Referring to fig. 7, in an embodiment where the dense dilated convolutional block contains 3 dilated convolutional layers, the dilation rate of the network can be set according to different application scenarios. The reasonable setting of the expansion rate can keep information from more dense scales, reduce the difference between the sizes of the receptive fields, and can also utilize all pixels of the receptive fields to perform feature calculation, thereby overcoming the gridding effect. Each expanded layer within a block may be tightly coupled to other layers so that each layer may access all subsequent layers and pass information that needs to be retained. After the method is connected with the dense residual error, the problem that the crowd size changes greatly in a large range can be solved, and the characteristics of dense size and large receptive field can be output, so that the crowd information of different sizes can be captured, and the accuracy of the network is improved.
In one embodiment, dense residual concatenation is employed to improve the architecture of the entire volume block, thereby further improving information flow and also preventing the network from becoming wider. It can be understood that the output of the dense expanded volume block can directly access each layer of the subsequent dense expanded volume block, thereby realizing continuous information transfer, and compared with the common residual connection mode, the connection mode further expands the scale diversity and adaptively retains the characteristics suitable for a specific scene in the information flow process.

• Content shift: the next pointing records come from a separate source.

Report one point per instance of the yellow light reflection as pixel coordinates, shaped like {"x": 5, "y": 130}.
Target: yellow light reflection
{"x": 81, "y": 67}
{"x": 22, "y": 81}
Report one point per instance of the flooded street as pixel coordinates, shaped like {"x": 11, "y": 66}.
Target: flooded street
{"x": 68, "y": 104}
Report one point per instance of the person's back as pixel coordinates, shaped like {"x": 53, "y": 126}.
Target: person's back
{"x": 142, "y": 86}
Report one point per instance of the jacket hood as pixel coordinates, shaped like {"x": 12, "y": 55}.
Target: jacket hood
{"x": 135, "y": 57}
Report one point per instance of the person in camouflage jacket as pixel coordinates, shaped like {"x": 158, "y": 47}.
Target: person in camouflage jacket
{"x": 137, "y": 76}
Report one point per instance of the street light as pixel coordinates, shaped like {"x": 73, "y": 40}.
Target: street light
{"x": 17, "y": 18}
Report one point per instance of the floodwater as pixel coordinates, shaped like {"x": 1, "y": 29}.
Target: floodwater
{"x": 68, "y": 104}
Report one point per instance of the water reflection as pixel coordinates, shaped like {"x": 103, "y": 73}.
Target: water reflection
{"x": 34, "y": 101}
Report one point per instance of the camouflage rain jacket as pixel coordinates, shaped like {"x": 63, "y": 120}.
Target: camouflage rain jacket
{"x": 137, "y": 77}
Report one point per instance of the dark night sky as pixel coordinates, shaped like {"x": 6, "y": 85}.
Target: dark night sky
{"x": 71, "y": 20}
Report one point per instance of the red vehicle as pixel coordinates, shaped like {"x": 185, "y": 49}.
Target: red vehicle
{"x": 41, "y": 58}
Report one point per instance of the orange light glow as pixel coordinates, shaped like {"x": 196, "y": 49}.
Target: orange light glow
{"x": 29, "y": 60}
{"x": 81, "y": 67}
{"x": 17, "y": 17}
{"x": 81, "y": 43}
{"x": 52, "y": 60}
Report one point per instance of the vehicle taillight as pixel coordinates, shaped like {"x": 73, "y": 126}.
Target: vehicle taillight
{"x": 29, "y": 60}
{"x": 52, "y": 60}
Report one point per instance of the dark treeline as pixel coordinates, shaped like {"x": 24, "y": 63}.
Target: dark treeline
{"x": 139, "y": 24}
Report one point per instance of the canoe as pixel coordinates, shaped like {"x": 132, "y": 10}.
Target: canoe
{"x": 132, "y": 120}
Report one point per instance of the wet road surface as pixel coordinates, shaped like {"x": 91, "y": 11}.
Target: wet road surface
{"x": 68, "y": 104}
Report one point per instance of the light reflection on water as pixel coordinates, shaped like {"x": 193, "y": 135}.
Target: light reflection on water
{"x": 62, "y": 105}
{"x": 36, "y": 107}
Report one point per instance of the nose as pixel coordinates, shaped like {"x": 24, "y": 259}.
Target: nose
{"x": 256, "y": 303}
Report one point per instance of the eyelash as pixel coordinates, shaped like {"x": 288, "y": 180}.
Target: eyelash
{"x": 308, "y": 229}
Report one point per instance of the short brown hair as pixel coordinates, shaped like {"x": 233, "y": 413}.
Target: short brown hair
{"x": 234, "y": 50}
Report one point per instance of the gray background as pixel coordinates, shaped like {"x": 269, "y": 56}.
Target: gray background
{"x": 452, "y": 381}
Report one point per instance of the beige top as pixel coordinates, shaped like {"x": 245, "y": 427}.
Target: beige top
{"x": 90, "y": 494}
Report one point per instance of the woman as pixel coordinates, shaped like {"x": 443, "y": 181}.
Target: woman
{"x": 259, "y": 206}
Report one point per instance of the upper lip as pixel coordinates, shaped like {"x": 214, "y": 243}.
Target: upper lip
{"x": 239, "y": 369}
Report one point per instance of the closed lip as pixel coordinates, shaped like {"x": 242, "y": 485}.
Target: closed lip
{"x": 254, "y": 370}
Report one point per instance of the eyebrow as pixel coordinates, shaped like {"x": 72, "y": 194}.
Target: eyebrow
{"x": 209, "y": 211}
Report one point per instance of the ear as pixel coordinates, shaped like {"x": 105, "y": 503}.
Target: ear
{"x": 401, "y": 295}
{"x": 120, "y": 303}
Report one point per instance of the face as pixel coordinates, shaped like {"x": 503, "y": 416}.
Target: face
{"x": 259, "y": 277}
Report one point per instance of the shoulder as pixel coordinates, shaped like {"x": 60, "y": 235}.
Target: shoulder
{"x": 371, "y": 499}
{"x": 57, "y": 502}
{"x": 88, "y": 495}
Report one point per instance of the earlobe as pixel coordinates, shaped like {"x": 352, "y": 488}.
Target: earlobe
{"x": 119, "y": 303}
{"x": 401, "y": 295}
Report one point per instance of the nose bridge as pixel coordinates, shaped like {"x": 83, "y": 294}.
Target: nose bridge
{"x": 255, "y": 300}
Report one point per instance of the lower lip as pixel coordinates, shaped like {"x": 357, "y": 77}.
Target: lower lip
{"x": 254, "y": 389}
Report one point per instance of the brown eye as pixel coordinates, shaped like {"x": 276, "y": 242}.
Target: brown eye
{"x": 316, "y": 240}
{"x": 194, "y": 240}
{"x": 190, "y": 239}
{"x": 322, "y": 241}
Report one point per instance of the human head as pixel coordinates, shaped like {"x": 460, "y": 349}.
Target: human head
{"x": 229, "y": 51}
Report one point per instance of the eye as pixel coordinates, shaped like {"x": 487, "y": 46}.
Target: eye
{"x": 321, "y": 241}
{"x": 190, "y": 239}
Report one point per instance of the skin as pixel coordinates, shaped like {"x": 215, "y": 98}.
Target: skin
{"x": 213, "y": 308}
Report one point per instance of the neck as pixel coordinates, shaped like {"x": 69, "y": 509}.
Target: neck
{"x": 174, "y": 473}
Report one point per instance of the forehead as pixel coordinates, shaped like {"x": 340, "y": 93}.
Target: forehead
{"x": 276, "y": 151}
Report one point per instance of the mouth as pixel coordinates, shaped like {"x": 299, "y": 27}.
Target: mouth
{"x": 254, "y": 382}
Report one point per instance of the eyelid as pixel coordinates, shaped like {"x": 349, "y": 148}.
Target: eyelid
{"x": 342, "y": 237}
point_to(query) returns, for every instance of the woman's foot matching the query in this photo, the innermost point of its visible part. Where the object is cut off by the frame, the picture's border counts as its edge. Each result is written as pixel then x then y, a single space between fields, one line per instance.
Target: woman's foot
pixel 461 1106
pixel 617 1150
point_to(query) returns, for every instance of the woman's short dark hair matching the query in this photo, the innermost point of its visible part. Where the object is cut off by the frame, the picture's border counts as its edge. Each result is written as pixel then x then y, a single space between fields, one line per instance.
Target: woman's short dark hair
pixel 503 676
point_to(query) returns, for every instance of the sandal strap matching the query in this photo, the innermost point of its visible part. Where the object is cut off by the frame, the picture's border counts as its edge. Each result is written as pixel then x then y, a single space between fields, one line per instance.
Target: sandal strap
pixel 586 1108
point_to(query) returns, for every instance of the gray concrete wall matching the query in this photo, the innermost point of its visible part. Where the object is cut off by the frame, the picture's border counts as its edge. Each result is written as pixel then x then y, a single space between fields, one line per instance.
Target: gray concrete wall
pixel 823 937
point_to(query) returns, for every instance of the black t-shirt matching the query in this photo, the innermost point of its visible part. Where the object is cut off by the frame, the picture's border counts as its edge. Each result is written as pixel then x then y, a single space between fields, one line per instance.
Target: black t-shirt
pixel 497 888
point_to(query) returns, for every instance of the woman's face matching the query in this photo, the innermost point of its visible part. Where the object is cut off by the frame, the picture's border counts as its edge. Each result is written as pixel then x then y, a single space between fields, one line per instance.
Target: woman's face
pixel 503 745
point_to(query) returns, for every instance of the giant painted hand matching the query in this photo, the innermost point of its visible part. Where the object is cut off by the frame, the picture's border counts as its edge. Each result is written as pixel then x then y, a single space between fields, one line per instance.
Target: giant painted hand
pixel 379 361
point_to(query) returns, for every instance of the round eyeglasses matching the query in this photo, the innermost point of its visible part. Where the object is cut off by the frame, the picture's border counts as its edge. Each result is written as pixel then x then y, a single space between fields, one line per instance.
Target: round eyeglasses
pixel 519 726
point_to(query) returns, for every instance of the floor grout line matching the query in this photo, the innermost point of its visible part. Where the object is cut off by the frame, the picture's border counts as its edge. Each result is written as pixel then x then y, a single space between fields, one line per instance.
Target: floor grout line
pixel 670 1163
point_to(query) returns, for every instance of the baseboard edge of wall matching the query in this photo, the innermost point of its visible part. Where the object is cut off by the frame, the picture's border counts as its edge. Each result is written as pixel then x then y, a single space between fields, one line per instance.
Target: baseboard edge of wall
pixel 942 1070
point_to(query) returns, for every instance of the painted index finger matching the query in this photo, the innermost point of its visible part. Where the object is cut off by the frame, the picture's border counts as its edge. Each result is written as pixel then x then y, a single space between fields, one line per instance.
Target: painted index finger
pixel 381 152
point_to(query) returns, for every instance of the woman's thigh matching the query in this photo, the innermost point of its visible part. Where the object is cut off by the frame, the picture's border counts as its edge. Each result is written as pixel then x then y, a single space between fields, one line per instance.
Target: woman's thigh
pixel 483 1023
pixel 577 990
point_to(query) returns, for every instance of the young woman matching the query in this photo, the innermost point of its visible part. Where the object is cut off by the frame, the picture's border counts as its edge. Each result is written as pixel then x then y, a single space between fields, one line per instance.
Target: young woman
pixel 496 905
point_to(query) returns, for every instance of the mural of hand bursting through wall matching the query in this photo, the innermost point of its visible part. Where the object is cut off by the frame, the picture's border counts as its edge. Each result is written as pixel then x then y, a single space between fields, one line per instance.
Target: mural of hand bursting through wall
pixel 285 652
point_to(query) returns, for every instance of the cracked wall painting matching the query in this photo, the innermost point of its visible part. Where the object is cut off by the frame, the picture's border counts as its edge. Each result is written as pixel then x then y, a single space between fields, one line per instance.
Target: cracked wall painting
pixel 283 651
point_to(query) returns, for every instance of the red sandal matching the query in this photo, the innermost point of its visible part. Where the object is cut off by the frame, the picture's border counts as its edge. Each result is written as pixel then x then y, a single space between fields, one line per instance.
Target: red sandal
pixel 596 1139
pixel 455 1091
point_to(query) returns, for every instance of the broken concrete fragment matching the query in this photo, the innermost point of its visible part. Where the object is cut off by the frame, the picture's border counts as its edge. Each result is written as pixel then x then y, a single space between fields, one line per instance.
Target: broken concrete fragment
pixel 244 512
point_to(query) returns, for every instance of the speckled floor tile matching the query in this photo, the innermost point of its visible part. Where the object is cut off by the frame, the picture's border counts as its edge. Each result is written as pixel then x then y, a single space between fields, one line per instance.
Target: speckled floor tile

It should be noted that the convolutional layer of the present embodiment may be used for performing crowd density graph regression, and the following is a specific example:
in order to solve the problem of global and local density level consistency between the estimated crowd density and the real crowd density graph, a multi-scale density level consistency loss function is introduced, and the loss function is combined with an Euclidean loss function to measure the global and local consistency. The Euclidean loss function is used for measuring the estimation error of the pixel level between the estimated density graph and the true value, and the specific formula is as follows:
Figure BDA0002483611930000151
wherein N is a batNumber of images in ch, G (X)i(ii) a θ) is the training image XiThe parameter is θ. D is XiActual density map of (a); the multi-scale density level consistency loss function is used for measuring the global and local density level consistency between the estimated density graph and the true value, and the specific formula is as follows:
Figure BDA0002483611930000152
where S is the number of scale levels used for consistency checking, P is the average pooling operation, kjIs the average pooled specified output size. The scale level is the level of crowd density that divides the density map into different sub-regions and forms a pooled representation, i.e. different locations. According to the up-and-down comparison of the density levels, the estimated density map needs to be consistent with the actual situation on different scales. It should be noted that the number of scale levels and the output size of a particular scale control the trade-off between training speed and estimation accuracy. The scale levels and the number of scale levels may be set according to different application scenarios until a global and local consistency of density levels between the estimated population density map and the real population density map is obtained. The final objective function of the whole network can be obtained according to the two loss functions: i.e., the weighted sum of the two loss functions, the formula is as follows: l ═ Le+λLc
In one embodiment, during model training, a density map is generated by adopting geometric adaptive kernel processing for a scene map of a dense population in a data set; and for the image with relatively sparse crowd in the data set, a density map is generated by adopting a fixed Gaussian kernel.
Referring to fig. 9(a) -9 (d), in another embodiment of the present disclosure, the number of scene partitions in a dense scale single column neural network is 25.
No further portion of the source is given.